Yes, but not a big step. All you’ll have to do is change the links on the Items from the MQTT Things to the Zwave Things. Once it works you can remove the MQTT Things. Or you can have two sets of the Items in OH 3, and once you get it sorted eliminate the MQTT ones. Though that would mean different names which will have impacts on the sitemap and rules and such.
Stage 1 would look something like:
OH 1 continues chugging along with the zwave stuff and anything else you haven’t moved over to OH 3 yet. Then as stuff moves over you remove the links from the Generic MQTT Things and link the Items to the Things from the actual bindings. At that point OH 3 has taken over for OH 1 at that point.
A flow would be something like the following.

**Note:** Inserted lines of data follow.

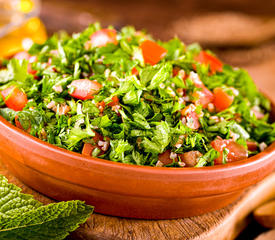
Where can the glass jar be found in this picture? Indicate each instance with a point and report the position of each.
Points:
(20, 26)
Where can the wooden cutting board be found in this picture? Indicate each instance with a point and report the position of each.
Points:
(223, 224)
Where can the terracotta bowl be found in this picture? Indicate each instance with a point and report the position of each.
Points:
(126, 190)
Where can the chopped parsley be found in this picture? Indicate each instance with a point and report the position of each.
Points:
(121, 96)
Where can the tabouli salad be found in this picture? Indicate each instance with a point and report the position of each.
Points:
(124, 97)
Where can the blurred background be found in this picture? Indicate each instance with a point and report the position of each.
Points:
(240, 32)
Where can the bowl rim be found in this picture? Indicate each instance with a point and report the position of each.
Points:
(248, 162)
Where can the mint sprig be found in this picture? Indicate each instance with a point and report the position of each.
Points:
(24, 218)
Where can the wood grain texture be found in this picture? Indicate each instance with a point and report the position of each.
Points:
(223, 224)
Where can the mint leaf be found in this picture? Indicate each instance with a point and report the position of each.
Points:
(24, 218)
(53, 221)
(12, 202)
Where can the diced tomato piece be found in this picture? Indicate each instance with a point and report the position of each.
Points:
(134, 71)
(14, 98)
(192, 118)
(176, 71)
(22, 55)
(222, 100)
(252, 146)
(31, 71)
(102, 37)
(236, 152)
(115, 101)
(85, 89)
(17, 122)
(214, 63)
(152, 52)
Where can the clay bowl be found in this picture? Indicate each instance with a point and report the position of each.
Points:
(126, 190)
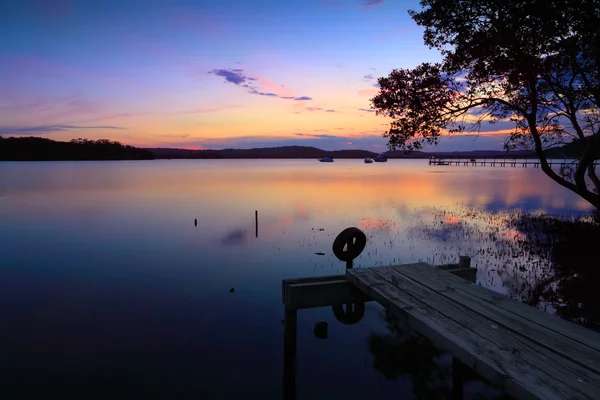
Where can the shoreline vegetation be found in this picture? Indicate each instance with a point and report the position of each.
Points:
(42, 149)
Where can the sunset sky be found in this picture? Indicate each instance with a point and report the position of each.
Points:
(207, 74)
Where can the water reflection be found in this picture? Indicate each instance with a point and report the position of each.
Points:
(104, 271)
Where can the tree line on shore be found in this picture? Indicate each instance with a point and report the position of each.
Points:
(41, 149)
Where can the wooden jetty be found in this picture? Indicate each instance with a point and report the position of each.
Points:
(498, 162)
(528, 353)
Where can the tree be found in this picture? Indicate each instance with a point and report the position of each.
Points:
(532, 62)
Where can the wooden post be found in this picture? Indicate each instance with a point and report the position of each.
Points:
(289, 354)
(464, 262)
(457, 381)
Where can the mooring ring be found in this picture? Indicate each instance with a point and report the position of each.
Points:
(353, 239)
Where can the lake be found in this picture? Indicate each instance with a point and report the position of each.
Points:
(109, 289)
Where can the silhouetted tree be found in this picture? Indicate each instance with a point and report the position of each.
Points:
(573, 289)
(533, 62)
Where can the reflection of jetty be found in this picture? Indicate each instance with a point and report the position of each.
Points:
(528, 353)
(498, 162)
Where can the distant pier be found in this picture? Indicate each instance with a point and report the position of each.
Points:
(499, 162)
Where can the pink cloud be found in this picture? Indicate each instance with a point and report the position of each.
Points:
(268, 85)
(369, 92)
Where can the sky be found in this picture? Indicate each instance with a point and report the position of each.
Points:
(208, 74)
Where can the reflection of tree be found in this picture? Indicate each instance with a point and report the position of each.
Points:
(404, 353)
(572, 246)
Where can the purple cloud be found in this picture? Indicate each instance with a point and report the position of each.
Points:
(49, 129)
(372, 3)
(238, 78)
(234, 76)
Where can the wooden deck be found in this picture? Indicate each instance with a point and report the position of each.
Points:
(498, 162)
(529, 353)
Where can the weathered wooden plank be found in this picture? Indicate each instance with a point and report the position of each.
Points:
(568, 330)
(536, 332)
(522, 348)
(335, 290)
(485, 351)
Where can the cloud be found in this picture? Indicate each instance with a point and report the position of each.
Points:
(268, 85)
(239, 78)
(369, 92)
(234, 76)
(254, 91)
(372, 3)
(330, 4)
(199, 110)
(49, 129)
(316, 135)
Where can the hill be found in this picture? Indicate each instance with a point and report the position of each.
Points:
(41, 149)
(265, 152)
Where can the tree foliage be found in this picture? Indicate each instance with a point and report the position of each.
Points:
(532, 62)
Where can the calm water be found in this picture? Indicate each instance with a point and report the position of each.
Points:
(107, 287)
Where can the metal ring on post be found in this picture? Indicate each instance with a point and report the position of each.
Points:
(351, 315)
(353, 239)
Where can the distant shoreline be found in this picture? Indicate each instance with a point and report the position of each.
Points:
(42, 149)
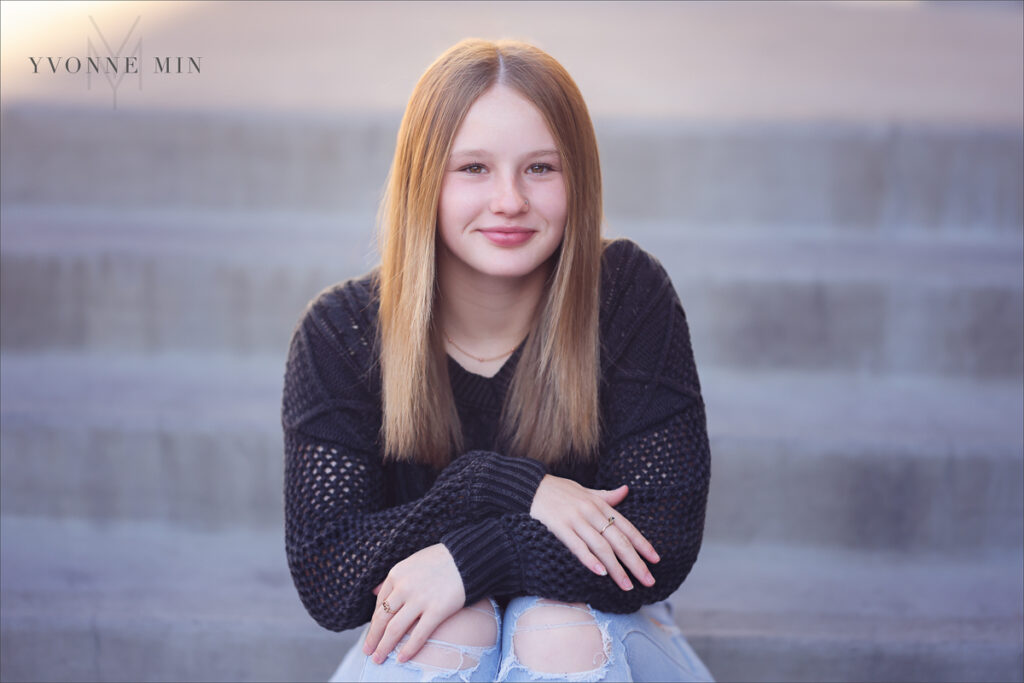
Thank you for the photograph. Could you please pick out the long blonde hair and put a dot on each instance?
(551, 412)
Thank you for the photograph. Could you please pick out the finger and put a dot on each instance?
(379, 622)
(397, 626)
(627, 554)
(638, 540)
(613, 497)
(578, 547)
(605, 553)
(418, 637)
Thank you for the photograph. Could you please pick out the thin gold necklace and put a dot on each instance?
(476, 357)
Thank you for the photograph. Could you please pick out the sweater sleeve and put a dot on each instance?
(342, 537)
(655, 441)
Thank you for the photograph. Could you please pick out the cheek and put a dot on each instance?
(457, 206)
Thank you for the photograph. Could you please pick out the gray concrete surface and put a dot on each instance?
(836, 188)
(864, 176)
(887, 61)
(902, 464)
(148, 601)
(807, 300)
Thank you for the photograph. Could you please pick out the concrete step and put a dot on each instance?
(152, 601)
(807, 300)
(857, 176)
(904, 464)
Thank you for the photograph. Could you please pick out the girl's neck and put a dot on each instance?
(484, 315)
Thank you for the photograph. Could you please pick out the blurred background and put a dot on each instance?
(836, 188)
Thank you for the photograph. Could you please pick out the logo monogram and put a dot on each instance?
(115, 76)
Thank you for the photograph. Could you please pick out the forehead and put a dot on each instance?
(503, 119)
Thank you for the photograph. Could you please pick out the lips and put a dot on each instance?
(508, 237)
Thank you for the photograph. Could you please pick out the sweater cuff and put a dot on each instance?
(486, 559)
(504, 484)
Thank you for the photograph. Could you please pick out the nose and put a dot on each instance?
(508, 198)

- Someone physically flips the zwave switch
- OH 1.x gets that event and updates Item1.
- The MQTT event bus publishes that update to a well known topic for Item1.
- OH 3’s MQTT configuration subscribes to the topic and based on the topic path determines it’s an update (as opposed to a command) for Item1 and updates Item1 accordingly.
Note that step 4 sounds complex but it’s just a few lines of rule code really.
The flow in the other direction would be something like the following.
- In OH 3 something sends a command to Item1
- The MQTT Binding publishes the command to the well known topic for Item1 commands (updates and commands go to different topics).
- The MQTT eventbus config in the MQTT 1 binding sees the command on the topic and commands Item1 with the published command.
This will let you do all sorts of configuration in OH 3 such as creating the UI, porting rules, sitemaps, etc. without needing to take OH 1 offline. OH 1 only needs to be offline when you are testing or migrating a piece of shared hardware to OH 3.
You won’t be able to get away from ever stopping OH, but you will be able to do the bulk of the work while OH 1 continues running.
And while I showed the arrows as two directional, you could make them unidirectional (i.e. OH 3 gets the changes from OH 1 but commands and updates from OH 3 do not go back to OH 1).
And of course, if you need help with any of this sort of stuff, just ask and I or anyone else will be happy to help you debug and get things working.